Say a driver and pedestrian are at the same corner facing the same way and the pedestrian wants to cross into the area the driver wants to turn. The street is busy so the driver can't turn right on the red and the pedestrian isn't gonna just walk against the signal into the traffic. Cross traffic lets up, either because of a big gap or because the light has cycled to red for the cross traffic. The conditions that both parties require before making their move have just been satisfied at the same time. The pedestrian walks and the driver turns, leading to inevitable conflict. If both the driver and the pedestrian are in a hurry and trying to shoot a gap in traffic and go quickly there can be no time for either party to avoid the accident.
Edit: The above example is crosswalks only, no dedicated pedestrian signals.

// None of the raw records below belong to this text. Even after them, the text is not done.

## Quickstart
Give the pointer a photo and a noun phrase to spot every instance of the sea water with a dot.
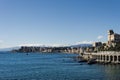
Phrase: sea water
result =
(52, 66)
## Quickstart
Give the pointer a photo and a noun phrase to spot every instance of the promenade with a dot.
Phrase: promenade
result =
(104, 57)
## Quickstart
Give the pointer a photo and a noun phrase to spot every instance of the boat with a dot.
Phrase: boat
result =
(92, 61)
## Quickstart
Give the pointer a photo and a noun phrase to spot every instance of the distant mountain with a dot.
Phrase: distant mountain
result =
(81, 45)
(9, 49)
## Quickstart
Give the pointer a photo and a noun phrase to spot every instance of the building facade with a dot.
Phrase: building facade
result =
(113, 38)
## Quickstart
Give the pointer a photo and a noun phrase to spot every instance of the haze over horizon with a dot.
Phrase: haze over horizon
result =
(57, 22)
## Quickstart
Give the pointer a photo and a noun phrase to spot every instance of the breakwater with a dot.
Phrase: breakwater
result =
(104, 57)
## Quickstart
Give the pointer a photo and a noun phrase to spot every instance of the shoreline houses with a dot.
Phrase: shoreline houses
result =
(108, 52)
(113, 44)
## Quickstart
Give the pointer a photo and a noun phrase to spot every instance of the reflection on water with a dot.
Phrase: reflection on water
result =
(49, 66)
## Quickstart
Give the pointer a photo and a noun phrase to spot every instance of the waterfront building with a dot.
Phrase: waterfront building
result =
(113, 38)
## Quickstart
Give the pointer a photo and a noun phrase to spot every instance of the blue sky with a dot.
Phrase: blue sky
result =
(57, 21)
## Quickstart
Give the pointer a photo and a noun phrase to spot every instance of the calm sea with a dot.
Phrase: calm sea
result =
(52, 66)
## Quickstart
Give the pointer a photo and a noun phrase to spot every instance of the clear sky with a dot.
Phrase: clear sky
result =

> Say a driver and pedestrian are at the same corner facing the same way and the pedestrian wants to cross into the area the driver wants to turn.
That's not a thing that normally happens though. In a regular four-way intersection, if a driver is at a red light, the pedestrians that are allowed to cross are the ones that are crossing the street the car is on. If the car wants to turn right on red, then the pedestrians it has a risk of hitting don't care about the traffic that the car needs to wait for.